1 files changed, 117 insertions, 0 deletions
diff --git a/Documentation/design-docs/longs-on-32bit-arch.md b/Documentation/design-docs/longs-on-32bit-arch.md
new file mode 100644
index 0000000000..d04efb59fa
--- /dev/null
+++ b/Documentation/design-docs/longs-on-32bit-arch.md
@@ -0,0 +1,117 @@
+# Modeling Longs on 32-bit Architectures
+
+The challenge here is to model long operations in a way that reflects register lifetimes for the
+lo and hi halves of a 64-bit integer accurately enough that we can achieve good register
+allocation.
+
+## Background
+
+The current liveness model supports:
+* Internal registers (interfere with all sources, but no defs)
+* Sources that are not last use (interfere with all others)
+* Sources that are last use and NOT DelayFree (interfere with all sources, but no defs)
+* Sources that are last use AND DelayFree (interfere with all sources and defs)
+* Kills (interfere with all uses but no defs)
+
+Previously (eons ago) when we were working on arm32, the model had all but the last def 
+interfering with the uses and internal registers (i.e. they went live during the first
+location for the node).
+* This supports the ability to reuse inputs, e.g. for long adds, subs or addresses, after the first def register goes live.
+* This doesn’t work for supporting multi-reg call nodes:
+  * All defs need to occur AFTER the kills, and they do not interfere with any sources.
+
+Considerations for an expanded model:
+* Must be “pay for play” (not make LSRA more expensive for non-long code generation)

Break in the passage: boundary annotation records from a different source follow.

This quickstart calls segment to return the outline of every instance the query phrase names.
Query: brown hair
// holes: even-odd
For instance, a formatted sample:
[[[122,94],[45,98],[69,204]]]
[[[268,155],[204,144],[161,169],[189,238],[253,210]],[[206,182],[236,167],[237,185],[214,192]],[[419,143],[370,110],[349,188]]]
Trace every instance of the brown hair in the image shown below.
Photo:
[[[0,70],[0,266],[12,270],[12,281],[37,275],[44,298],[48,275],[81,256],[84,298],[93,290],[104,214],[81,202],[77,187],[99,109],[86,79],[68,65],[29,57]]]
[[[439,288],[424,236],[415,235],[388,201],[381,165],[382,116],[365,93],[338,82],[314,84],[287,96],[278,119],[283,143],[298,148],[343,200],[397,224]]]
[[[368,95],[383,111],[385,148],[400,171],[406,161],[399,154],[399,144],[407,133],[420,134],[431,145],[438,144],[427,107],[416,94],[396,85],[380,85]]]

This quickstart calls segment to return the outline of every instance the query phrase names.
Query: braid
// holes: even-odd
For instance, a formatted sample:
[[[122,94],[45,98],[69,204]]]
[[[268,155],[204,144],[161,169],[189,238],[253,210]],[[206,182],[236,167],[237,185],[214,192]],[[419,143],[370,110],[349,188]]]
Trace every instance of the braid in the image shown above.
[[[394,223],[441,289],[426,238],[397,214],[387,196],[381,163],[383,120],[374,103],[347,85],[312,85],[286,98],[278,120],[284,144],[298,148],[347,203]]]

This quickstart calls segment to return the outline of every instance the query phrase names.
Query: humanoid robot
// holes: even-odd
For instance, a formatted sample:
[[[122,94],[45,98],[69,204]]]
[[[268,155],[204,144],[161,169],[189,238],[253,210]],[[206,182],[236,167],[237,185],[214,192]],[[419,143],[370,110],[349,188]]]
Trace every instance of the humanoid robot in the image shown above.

+* It is not practical to precisely model nodes that generate multiple instructions:
+  * In the case of longs, we may have one source operand that could be overwritten by
+    the first result, but other operands that need to remain live.
+  * However, on x86 it will be really important not to waste registers.
+
+## Decomposition
+
+This is the approach currently being taken. In the initial implementation, the reordering
+of nodes to support the required "valid tree traversal" property of the IR was causing
+the code to be incorrect because for instructions like `add` the carry bit needs to be
+immediately consumed by the computation ofthe hi bits.
+
+## Decomposition with temps
+
+In order to preserve the current decomposition approach and not change the fundamental
+tree ordering properties, it is necessary to evaluate sub-expressions into temps, to keep
+the lo and hi computations together.
+
+There are concerns about this, because it requires generating a number of extra temps
+in the case of nested expressions. However, mikedn has done some experimentation
+[here](https://github.com/mikedn/coreclr/blob/decompose/src/jit/lower.cpp#L424) 
+that indicaates that this approach may not be as problematic as we feared.
+
+This basic idea is that whenever we need to decompose hi/lo operations but keep them
+together (i.e. can’t preserve the tree traversal/linear order invariants), we create a temp.
+
+## Richer Liveness Model (No Decomposition)
+
+The idea here woudl be to retain `TYP_LONG` nodes in the IR, and to find a way to extend
+the liveness model used by Lowering, LSRA and CodeGen to ensure good register allocation.
+o	
+
+In the table below, there are several operations that have different register lifetime
+characteristics.
+Each is modeled with a sequence of "Locations" for which the changes in register lifetimes
+can be viewed as happening at the same time.
+All lifetimes participating in a given Location are considered to interfere.
+Note that the simplest model is that all the uses happen at one location, and then the
+def(s) happen at the next Location (i.e. the def does not interfere with the uses).
+The model becomes more complicated when we have constraints such as RMW (read-modify-write)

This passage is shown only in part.